During the year to Q2 2015:
- In the Capital and Large Cities, house prices dropped 2.65%, a sharp improvement from annual declines of 4.84% in Q2 2014, 11.55% in Q2 2013, and 13.53% in Q2 2012
- In Metropolitan Areas, house prices dropped 4.88%, from annual declines of 2.96% in Q2 2014, 12.72% in Q2 2013, and 11.64% in Q2 2012
- On the Mediterranean Coast, house prices dropped 3.13%, an improvement from annual declines of 7.16% in Q2 2014, 7.44% in Q2 2013, and 13.33% in Q2 2012
- In Balearic and Canary Islands, house prices rose slightly by 0.15%, up from annual increase of 0.07% in Q2 2014, and in contrast with y-o-y declines of 3.74% in Q2 2013, and 6.78% in Q2 2012
- In Other Municipalities, house prices fell by 5.53%, worse than the y-o-y drop fo just 0.14% in Q2 2014, but an improvement from annual declines of 11.49% in Q2 2013, and 7.36% in Q2 2012
Residential property transactions rose by 17% to a total of 30,578 units in June 2015 from the same period last year, its tenth consecutive month of annual rises, according to the Instituto Nacional de Estadistica (INE). The increase in home sales was mainly driven by the rise in existing home purchases.
This improvement in property transactions is mainly driven by foreign property buyers, buying luxury homes on the coast and in cities like Barcelona and in Costa del Sol, one of the country’s most popular areas with overseas purchasers.
“Buyers are realizing the market has hit rock bottom,” said Rachel Haslam of real estate agency Lucas Fox. “This situation has led to an increase in buying activity but we still have not noticed the increase in prices,” said Damian Pena of Engel and Volkers. “The logical tendency is that the prices will start to rise next year,” he added.
Britons accounted for 15% of all sales to overseas investors, followed by the French (10%), Russians (9%), and Belgians (7%), according to Spain’s society of property registrars. There is also an uptick in interest from U.S. buyers, with the dollar strengthening against the euro.
The total number of foreclosures also fell by 6.5% to 17,786 dwellings in Q1 2015 from the same period last year, based on figures from the INE.
The Spanish property market is expected to continue stabilizing for the remaining months of the year. “With unemployment falling, the economy growing faster than predicted and property reaching the bottom, 2015 is set to be a pivotal year for Spain’s property market. Prices are on average 40% below what they were since the start of the crisis in 2007 and we predict a slow and steady recovery,” said Alexander Vaughan of real estate agency Lucas Fox.

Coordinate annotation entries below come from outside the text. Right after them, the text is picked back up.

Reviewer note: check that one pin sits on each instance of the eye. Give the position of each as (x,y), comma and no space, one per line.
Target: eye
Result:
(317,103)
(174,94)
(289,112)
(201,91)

In Q2 2015, the Spanish economy expanded by 3.1% from a year earlier, up from an annual real GDP growth rate of 2.7% in the previous quarter and the biggest expansion since Q4 2007, according to the preliminary data released by the INE. The economy is expected to grow by 3.1% this year and by another 2.5% in 2016, up from a growth of 1.4% last year, and contractions of 1.2% in 2013, 2.1% in 2012 and 0.6% in 2011, according to the Bank of Spain.